Histogram showing the comparison of labeling density of immunogold probes for HLA Class I by different concentrations of OG. Detection of ALPase activity by OG digestion at each concentration is also indicated: detectable (+) or undetectable (-). Thirty-five micrographs of enlargements of fractured plasma membranes (E-faces) of human neutrophils from each experimental condition were analyzed. The unit of labeling density is the number of gold particles/μm² of these fractured membranes.

We then combined the immunocytochemical localization of HLA Class I with the enzyme cytochemical localization of ALPase activity on the same replica. The former was found on the plasma membranes of human neutrophils and the latter in the small cytoplasmic granules (Figure 3A). The immunogold particles showing the localization of HLA Class I were restricted to the E-faces of the plasma membranes (Figures 1A and 3A). The cerium reaction product demonstrating ALPase activity was associated predominately with the E-faces of the intracellular granules (Figures 1B and 3A).

Figure 3

(A) Double labeling of HLA Class I (10-nm colloidal gold) and ALPase (cerium phosphate reaction product) on the same replica of an unstimulated human neutrophil. Immunogold labeling of HLA Class I was found on the split plasma membrane of the human neutrophil (arrows). Enzyme cytochemical labeling of ALPase was associated with the freeze-fractured membrane of a small cytoplasmic granule (arrowhead). (B) Double labeling of CD62L (10-nm colloidal gold) and ALPase (crium phosphate reaction product) in a resting cell. CD62L demonstrated with immunogold probes was localized on the E-face of the plasma membrane (arrows). ALPase was detected in a cytoplasmic organelle (arrowhead). (C) Double labeling of CD16 (10-nm colloidal gold) and ALPase (cerium phosphate reaction product) in an unstimulated cell. Immunogold particles indicating the distribution of CD16 were present on the E-face of the granule that was labeled with the reaction product demonstrating ALPase (large arrow). A granule labeled with cerium alone is also shown (arrowhead). Note that colocalization of CD16 and ALPase labeled with different cytochemical probes was readily recognized in the same granule. E-faces (small arrows) and P-faces (open arrows) of other types of cytoplasmic granules are shown. (Inset) A view of the E-face of the plasma membrane of a double-labeled cell. A number of immunogold particles demonstrating CD16 were present on the plasma membrane (arrows). (D) Control experiment (immunocytochemical incubation in medium omitting the primary antibodies and subsequent enzyme cytochemical incubation in the levamisole-containing medium); note absence of reaction product on the replica of a resting cell. E-faces of plasma membranes (^∗) are also evident. Bars = 0.1 μm.

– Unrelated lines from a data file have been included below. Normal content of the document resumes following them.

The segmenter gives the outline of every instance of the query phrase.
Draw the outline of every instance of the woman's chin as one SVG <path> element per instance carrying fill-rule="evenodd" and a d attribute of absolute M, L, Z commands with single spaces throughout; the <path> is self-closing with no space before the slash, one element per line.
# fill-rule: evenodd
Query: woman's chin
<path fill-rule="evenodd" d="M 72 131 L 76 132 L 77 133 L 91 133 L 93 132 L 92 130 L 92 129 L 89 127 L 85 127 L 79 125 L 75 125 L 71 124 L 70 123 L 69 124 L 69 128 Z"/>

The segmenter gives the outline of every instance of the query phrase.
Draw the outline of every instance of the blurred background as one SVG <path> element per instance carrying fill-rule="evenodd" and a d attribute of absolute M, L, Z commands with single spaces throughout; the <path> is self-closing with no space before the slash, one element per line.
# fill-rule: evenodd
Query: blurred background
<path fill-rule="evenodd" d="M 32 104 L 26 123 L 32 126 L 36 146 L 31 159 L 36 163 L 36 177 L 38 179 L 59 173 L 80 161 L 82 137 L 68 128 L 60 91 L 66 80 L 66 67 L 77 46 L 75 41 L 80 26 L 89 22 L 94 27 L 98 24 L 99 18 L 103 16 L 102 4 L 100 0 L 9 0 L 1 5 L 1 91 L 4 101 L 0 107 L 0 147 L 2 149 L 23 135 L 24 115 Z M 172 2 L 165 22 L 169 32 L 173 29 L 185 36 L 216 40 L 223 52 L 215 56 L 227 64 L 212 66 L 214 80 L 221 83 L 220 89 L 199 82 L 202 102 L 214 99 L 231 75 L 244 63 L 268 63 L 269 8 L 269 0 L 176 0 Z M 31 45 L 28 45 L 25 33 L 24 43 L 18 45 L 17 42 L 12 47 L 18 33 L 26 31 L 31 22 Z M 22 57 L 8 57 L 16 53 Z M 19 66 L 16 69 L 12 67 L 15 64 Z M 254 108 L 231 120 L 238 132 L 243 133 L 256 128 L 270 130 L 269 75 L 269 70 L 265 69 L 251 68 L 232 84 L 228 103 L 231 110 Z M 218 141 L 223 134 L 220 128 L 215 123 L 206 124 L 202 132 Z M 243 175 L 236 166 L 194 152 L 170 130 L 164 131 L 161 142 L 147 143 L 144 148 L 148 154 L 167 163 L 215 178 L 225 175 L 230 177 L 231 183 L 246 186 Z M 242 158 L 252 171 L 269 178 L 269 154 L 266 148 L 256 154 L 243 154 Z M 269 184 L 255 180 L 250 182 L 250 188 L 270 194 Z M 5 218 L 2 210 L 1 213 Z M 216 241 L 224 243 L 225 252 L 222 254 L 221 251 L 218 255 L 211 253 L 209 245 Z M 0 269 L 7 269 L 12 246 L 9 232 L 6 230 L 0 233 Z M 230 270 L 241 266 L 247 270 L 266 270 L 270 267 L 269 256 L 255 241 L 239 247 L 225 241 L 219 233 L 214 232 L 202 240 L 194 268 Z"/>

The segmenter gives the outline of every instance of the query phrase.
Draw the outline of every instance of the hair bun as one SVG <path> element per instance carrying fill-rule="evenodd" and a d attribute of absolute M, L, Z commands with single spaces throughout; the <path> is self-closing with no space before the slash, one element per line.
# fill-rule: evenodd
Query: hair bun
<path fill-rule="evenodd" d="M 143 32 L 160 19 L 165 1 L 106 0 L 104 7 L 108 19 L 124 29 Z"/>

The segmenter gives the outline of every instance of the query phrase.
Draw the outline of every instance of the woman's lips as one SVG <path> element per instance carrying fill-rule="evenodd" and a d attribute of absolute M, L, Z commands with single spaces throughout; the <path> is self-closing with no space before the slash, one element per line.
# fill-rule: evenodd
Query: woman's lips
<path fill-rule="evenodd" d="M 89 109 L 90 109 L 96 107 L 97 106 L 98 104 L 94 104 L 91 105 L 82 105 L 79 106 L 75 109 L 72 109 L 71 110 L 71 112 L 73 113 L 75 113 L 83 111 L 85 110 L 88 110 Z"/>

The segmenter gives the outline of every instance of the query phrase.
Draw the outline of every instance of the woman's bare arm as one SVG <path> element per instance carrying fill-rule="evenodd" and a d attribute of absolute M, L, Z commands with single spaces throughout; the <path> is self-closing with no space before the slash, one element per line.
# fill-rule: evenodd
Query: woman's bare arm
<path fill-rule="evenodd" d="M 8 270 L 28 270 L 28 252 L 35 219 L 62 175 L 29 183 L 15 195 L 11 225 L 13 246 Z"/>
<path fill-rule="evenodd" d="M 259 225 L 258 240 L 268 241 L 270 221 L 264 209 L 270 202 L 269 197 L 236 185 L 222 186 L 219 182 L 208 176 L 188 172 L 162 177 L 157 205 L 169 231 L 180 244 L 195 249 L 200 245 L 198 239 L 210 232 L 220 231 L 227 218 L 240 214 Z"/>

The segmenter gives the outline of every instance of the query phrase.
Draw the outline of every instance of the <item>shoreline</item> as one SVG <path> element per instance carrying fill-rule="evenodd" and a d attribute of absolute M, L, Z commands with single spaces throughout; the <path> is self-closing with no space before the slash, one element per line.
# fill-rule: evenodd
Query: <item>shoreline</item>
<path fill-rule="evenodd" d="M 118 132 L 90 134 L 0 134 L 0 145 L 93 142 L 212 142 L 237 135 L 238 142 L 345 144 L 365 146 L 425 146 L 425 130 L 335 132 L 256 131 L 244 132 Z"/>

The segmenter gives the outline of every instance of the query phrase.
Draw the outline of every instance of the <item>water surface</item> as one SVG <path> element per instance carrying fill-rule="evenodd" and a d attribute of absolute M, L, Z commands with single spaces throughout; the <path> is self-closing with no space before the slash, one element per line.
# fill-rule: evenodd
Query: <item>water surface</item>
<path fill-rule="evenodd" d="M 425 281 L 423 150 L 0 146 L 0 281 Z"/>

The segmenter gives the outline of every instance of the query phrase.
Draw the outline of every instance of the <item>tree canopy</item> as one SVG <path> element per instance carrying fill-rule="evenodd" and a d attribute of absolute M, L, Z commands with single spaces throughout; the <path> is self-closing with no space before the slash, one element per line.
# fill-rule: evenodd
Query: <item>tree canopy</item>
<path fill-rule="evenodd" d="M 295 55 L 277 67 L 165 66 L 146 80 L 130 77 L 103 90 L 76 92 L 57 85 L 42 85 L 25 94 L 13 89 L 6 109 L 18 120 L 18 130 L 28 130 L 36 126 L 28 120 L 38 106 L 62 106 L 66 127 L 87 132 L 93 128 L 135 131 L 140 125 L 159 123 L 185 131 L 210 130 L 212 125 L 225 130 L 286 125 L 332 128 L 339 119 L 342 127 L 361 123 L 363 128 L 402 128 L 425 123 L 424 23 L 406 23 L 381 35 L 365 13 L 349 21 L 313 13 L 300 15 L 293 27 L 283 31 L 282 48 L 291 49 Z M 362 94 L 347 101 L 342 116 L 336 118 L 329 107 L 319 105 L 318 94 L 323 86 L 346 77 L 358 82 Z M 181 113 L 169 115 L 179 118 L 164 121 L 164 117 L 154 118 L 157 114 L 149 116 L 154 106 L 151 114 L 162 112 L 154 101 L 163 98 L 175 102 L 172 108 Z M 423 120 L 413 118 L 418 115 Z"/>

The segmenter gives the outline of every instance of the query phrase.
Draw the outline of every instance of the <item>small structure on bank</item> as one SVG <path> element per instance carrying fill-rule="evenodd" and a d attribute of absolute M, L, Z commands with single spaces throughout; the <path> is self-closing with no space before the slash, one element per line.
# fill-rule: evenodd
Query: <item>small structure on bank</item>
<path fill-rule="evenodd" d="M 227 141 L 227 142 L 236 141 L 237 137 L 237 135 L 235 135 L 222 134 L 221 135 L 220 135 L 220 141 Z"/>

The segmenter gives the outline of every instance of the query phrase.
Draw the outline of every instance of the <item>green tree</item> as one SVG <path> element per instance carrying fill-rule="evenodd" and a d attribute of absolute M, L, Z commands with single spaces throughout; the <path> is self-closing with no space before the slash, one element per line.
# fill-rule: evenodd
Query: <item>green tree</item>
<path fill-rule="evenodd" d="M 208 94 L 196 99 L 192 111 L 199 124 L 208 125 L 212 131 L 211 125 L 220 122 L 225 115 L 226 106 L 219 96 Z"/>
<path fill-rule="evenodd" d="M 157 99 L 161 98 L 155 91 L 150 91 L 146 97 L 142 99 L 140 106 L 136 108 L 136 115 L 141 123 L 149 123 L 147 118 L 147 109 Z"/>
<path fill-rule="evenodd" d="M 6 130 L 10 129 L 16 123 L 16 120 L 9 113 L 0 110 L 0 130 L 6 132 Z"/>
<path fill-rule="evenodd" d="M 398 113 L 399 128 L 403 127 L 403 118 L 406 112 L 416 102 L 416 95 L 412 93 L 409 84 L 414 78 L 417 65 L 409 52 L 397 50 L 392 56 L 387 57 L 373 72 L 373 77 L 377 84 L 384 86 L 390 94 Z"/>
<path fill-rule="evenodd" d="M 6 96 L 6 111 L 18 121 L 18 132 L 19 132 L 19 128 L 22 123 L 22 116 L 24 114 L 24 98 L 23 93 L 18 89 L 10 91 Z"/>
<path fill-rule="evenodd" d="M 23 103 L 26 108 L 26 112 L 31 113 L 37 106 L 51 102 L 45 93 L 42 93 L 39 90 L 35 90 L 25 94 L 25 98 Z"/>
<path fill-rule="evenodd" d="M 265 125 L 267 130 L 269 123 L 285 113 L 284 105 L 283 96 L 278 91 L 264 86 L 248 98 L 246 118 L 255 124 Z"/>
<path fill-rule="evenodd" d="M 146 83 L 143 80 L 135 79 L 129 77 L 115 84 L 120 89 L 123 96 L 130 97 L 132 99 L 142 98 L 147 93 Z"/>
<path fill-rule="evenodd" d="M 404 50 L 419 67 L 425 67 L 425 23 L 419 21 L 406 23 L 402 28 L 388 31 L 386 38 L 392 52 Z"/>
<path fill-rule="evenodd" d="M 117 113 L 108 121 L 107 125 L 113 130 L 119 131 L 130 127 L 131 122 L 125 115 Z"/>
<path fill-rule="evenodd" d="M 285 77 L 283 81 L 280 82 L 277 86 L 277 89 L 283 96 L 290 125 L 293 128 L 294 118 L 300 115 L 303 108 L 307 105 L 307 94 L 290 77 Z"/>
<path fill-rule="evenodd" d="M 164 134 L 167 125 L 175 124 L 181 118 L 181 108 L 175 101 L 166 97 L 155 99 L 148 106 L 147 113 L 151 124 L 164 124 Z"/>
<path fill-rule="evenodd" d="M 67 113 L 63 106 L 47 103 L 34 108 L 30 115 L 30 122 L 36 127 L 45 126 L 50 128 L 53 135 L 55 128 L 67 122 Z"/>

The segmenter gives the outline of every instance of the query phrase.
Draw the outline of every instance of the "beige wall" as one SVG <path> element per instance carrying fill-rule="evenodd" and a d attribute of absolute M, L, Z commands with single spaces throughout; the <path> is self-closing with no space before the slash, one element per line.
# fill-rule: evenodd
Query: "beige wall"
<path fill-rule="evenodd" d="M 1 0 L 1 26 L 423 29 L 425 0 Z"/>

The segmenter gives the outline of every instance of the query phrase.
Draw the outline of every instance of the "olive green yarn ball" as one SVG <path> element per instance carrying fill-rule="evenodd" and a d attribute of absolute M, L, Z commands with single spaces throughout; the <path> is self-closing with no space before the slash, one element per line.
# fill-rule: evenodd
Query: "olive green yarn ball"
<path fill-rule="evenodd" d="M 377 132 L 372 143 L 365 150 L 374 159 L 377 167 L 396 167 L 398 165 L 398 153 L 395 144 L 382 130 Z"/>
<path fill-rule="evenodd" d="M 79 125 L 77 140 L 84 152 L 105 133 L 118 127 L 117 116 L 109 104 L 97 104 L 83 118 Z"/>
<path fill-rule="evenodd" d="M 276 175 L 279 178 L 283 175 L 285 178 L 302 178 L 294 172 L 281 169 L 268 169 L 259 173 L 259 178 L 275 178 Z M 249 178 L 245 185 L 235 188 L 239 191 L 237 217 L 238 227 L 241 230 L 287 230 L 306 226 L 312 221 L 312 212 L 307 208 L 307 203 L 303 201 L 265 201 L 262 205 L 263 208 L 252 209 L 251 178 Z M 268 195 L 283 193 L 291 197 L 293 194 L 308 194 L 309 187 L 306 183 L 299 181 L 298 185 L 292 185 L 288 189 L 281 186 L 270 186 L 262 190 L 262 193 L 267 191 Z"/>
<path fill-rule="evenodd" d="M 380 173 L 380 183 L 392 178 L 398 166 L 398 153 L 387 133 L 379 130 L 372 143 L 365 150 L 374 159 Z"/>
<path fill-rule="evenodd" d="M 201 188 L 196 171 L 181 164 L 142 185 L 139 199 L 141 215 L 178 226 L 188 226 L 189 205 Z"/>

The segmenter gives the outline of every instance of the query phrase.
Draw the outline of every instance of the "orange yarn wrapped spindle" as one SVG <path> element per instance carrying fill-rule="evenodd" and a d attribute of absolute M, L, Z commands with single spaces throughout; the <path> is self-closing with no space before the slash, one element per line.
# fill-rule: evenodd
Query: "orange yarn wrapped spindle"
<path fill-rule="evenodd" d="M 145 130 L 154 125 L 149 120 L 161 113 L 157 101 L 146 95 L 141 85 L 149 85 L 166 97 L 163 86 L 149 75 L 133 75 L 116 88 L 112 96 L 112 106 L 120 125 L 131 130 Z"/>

Localization of CD62L and ALPase in the same cells was carried out by this new fracture-labeling method. In unstimulated cells, CD62L as well as HLA Class I was demonstrated with 10-nm colloidal gold and was localized on the E-faces of the plasma membranes. ALPase was detected in the cytoplasmic organelles, as mentioned above (Figure 3B). This is essentially consistent with earlier findings suggesting that in unstimulated human neutrophils, l-selectin is constitutively expressed on the cell surface and ALPase is stored in a intracellular compartment (e.g., Borregaard et al. 1994).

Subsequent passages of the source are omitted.